After years of embarrassing cost overruns and delays, managers of California’s ambitious bullet-train project insisted that they are on pace to meet a preliminary 2022 federal deadline for laying track along the first segment in the Central Valley.
The authority’s latest business plan comes amid pressure from state lawmakers, some of whom want to peel off more of the money to help commuters in the state’s population centers. The 168-page report attempts to counter those critics by emphasizing the $3 billion already going to so-called “bookend” projects in the Los Angeles and San Francisco Bay areas.
The cost increase is mainly because the plan pushes back the completion of a high-speed rail link between Silicon Valley and the Central Valley by 18 months, to late 2031.
The increase in the projected baseline cost is smaller than previous jumps, with Kelly calling it ”virtually unchanged” and within the ranges of recent previous estimates. The 2016 business plan estimated the project would cost $64 billion. The authority raised that to $77 billion in the 2018 business plan and added $2 billion to the estimate just last year.
The new plan continues to project that the entire San Francisco to Los Angeles route will be running by 2033 — a quarter-century after California voters first approved it — “assuming funding is available when needed.”
The draft business plan, which is released every two years, projects that managers can meet the more urgent federal deadline in two years.
By then the state must have 119 miles (192 kilometers) completed, with track on the ground. It must also have environmental clearance for all 520 miles (837 kilometers) to meet its deadline to use $3.5 billion that the state won under the Obama administration to build an initial segment of track in the Central Valley.
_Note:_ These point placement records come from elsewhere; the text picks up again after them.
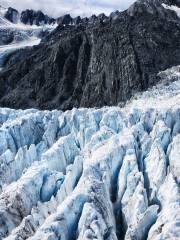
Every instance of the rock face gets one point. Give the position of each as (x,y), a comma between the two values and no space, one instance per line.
(100,61)
(84,174)
(35,18)
(12,15)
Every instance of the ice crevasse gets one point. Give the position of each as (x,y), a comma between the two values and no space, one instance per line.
(109,173)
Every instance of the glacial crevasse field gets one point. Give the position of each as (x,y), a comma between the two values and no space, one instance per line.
(109,173)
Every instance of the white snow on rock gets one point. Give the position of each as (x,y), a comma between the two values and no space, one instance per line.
(109,173)
(172,8)
(23,35)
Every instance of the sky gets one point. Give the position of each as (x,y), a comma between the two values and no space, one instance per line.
(57,8)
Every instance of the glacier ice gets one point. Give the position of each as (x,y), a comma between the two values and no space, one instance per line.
(109,173)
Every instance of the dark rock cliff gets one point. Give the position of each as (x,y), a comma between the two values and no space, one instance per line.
(102,62)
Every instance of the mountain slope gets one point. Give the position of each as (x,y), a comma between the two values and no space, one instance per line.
(101,62)
(109,173)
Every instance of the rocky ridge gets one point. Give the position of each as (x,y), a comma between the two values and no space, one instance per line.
(99,61)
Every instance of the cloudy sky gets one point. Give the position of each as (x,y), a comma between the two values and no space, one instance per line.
(75,7)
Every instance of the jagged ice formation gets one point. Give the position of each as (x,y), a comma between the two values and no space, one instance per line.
(109,173)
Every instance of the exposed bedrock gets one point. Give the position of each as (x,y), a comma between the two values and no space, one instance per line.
(95,63)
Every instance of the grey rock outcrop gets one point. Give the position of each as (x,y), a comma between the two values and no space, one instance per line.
(87,65)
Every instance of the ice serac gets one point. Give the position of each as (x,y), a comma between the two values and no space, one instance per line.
(109,173)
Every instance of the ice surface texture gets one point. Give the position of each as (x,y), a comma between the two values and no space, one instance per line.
(110,173)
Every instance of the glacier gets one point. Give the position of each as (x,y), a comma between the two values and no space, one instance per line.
(109,173)
(16,35)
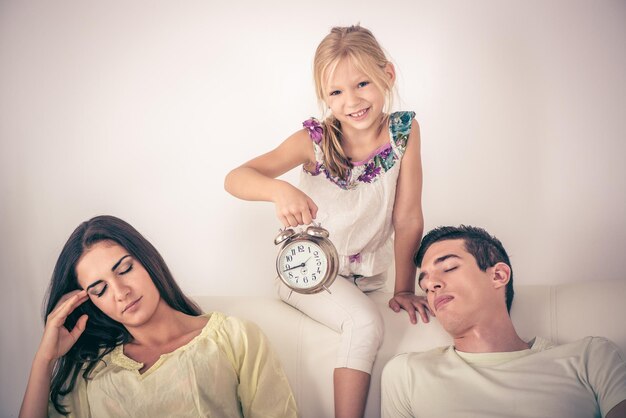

California is suing to block the Trump administration from withdrawing a $929 million grant for the project on the grounds that the state isn’t making enough progress toward the deadline.
Beyond that, the plan calls for expanding to 171 miles (275 kilometers) connecting Merced, Fresno and Bakersfield, which it calls “three of the fastest growing areas in California.” It calls for testing electrified high-speed trains by 2025 and put those trains in service by 2028-29. From Merced, passengers could connect to existing rail services to the San Francisco Bay Area, but those heading to Los Angeles would have to take a bus.
The final plan will be sent to state lawmakers by May, after public comments and legislative hearings.
The currently projected available funds are only about a quarter of what’s needed to complete the full project.